Bill Parker’s Flour Mill workshop at Bream, which is widely renowned for its steam locomotive restorations and overhauls, celebrated its 20th anniversary with a stupendous gala at the nearby Dean Forest Railway. The event saw three of its best ‘customers’ return to thrill the crowds at one of the most successful events in the line’s history, writes Robin Jones.
They have driven steam on real suburban trains in Poland, run over the Hungarian main line and even piloted the Venice Simplon Orient-Express out of Budapest with a GWR small prairie.
The Flour Mill workshop team made the award-winning steam trips on London Underground over the past few years a huge success.
In early July, however, they were back on home territory, to showcase some of the finest fruits of their labours over the past two decades.
Enjoy more Heritage Railway reading in the four-weekly magazine.
Click here to subscribe & save.
The Flour Mill, set up by chartered surveyor Bill Parker in 1996, joined forces with near neighbours, the Dean Forest Railway, for a special two-weekend gala.
The event, over July 1-3 and 8-10, celebrated 20 years of the workshop, which has become a market leader in the repair and maintenance of Victorian steam locomotives.

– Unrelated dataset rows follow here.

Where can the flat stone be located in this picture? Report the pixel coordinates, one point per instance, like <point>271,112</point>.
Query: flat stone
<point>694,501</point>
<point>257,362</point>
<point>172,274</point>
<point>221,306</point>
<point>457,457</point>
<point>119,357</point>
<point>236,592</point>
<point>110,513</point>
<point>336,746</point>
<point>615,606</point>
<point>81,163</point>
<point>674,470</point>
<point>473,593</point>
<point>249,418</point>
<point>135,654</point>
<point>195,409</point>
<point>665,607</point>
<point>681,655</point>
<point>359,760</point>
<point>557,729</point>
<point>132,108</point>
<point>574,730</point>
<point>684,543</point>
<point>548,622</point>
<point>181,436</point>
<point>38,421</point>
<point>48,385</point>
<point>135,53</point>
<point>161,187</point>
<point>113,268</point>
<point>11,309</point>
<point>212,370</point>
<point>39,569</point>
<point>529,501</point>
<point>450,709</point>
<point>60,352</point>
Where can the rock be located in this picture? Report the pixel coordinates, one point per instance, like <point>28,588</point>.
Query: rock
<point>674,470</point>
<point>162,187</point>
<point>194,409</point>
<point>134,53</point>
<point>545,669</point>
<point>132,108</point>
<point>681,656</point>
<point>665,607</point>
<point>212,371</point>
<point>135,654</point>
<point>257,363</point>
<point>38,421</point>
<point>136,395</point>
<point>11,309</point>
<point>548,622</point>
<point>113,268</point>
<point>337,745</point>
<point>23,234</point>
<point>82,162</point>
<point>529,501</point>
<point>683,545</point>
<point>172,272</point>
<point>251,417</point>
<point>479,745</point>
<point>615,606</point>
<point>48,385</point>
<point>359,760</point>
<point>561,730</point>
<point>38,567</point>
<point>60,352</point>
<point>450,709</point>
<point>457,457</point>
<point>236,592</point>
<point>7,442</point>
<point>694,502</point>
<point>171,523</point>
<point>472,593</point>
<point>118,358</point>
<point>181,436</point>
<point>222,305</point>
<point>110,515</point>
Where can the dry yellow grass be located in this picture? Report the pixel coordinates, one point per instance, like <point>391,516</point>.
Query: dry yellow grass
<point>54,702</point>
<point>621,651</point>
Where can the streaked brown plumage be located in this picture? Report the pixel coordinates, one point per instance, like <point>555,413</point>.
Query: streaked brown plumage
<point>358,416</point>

The guest locomotives were the National Collection’s LSWR Beattie well tank
No. 30587 and T9 ‘Greyhound’ 4-4-0 No. 30120, both of which were restored to working order by the Flour Mill and now based at the Bodmin & Wenford Railway, and the big star of the Steam Back on the Met runs, the Buckinghamshire Railway Centre’s Metropolitan Railway E class 0-4-4T No. 1.
All three ran between Lydney Junction and Parkend over the two weekends, hauling both service trains and special charters for invited guests.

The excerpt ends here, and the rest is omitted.